TITLE: The Capital Zoo
The first penguin disappeared on a Tuesday.
"I just came in and Kissinger was gone," Jenny told her boss, pacing in front of him, a bucket full of herring wobbling in her hand. Sy Dunlop looked across the ice-colored, glassed-in habitat at a flock of black and white penguins going about their business, like wealthy tuxedoed party guests conducting some last-minute business before the band started up.
"Kissinger is my favorite penguin! I always look for him," she explained.
Dunlop shifted around uncomfortably, trying to pretend he wasn't freezing. Outside, DC's August sun was roasting the zoo; inside, it was Antarctica.

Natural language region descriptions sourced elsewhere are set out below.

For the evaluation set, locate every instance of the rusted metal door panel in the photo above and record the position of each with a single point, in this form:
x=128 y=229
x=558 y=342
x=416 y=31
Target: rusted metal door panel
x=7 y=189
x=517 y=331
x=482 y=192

Jenny was still talking: "But then he still didn't come out, even when I called for him, and I know calling a penguin doesn't really do any good, I know they're not dogs or whatever, but you know how it is, you sort of feel like you know them, right?"
Dunlop had no idea what she was talking about. He didn't feel like he knew any penguins, and he didn't want to, either.
As a middle manager -- well, upper-middle, he corrected himself -- his job never concerned animals, only personnel, and the zoo staff was more than enough to handle. He eyed the penguins skeptically. They seemed to be taking an interest in that food bucket Jenny was swinging around and had begun to waddle toward it.